Le bulletin a été diffusé plus largement du fait de sa gratuité et de nouveaux adhérents et donateurs se sont manifestés à sa lecture.

Un nouveau site sur Internet a été mis en place permettant de mettre à disposition le bulletin, nos différentes analyses et compte rendu d’activités de l’association.

Rapport d'orientation 2018

Au cours de l'année 2017, a été franchie une étape majeure pour le désarmement nucléaire. Le Traité d'interdiction (TIAN), qui devrait entrer en vigueur en 2018 (et qu'il faudra faire appliquer!) devient l'outil indispensable pour stigmatiser la menace de frappe nucléaire et donc les doctrines de dissuasion qui régissent actuellement les rapports internationaux. Cette dynamique de remise en cause fondamentale se retrouve dans les mouvements forts comme l'appel à la solidarité lancé par Edgar Morin, et signé par de très nombreuses associations, pour une remise en cause en profondeur des priorités du monde actuel. Est annoncé le « Rappel des solidarités » en 2018. Le Traité d'interdiction fait partie des remises en cause en profondeur. Nous nous situons donc dans ce très vaste mouvement de remise en cause.
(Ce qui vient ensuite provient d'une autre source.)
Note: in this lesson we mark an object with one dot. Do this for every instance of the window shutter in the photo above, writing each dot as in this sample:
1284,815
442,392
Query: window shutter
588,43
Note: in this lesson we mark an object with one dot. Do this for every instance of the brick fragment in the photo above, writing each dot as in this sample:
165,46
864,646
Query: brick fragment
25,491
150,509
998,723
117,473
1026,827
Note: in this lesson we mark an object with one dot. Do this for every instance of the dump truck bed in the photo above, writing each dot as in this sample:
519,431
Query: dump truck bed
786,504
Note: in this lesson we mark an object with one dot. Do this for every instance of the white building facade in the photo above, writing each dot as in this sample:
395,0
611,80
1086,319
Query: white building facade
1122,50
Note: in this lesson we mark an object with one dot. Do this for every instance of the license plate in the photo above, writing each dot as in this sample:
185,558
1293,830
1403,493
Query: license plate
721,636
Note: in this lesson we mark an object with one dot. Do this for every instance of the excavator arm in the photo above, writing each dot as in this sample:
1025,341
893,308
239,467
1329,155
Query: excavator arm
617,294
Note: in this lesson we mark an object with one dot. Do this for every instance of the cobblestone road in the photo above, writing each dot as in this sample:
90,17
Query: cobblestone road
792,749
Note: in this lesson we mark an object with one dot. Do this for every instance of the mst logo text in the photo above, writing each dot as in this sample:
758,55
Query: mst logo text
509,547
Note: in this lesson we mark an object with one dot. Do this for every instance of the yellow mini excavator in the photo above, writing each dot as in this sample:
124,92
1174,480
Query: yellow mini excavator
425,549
La question, pour notre association, est de travailler avec d'autres en ne perdant jamais de vue notre apport propre dans ces luttes.

Nous continuerons à alimenter par nos analyses le débat de remise en cause de la dissuasion. La dissuasion nucléaire est un leurre car en cas d'agression majeure elle n'est pas une protection. Le questionnement de « responsables » politiques ou militaires conduit à la conclusion que jamais une frappe nucléaire ne peut être décidée pour se défendre. Il s'agit donc d'un leurre avec un effet pervers terrible, celui de ne pas prévoir notre survie. Nous continuerons donc cette année à travailler les questions de fond de remise en cause de la dissuasion et de lobbying pour une signature du TIAN par tous les États dont le nôtre, la France.

Notre objectif est de changer l'opinion publique, de lui donner la possibilité d'exprimer son désaccord avec la dissuasion nucléaire, et donc de franchir l'omerta des politiques suivie par beaucoup de médias. De façon à briser l'inertie de chacun face aux nombreux problèmes de société.

Nous continuerons nos actions de « visibilité » avec les vigies conçues comme des spectacles de rue pour une interpellation facilitant l'interrogation et le dialogue sur le sujet de la pertinence de la dissuasion. De même les jeûnes-actions du 6-9 août devraient pouvoir se développer dans de nombreuses villes du fait de notre soutien. Ce sont des occasions pour créer des débats ! Créer des débats dans notre dynamique de non-violence active nous semble pourvoir se réaliser dans nos actions, nos présences, nos conférences et nos relations avec nos autres partenaires, c'est notre objectif pour les années qui viennent.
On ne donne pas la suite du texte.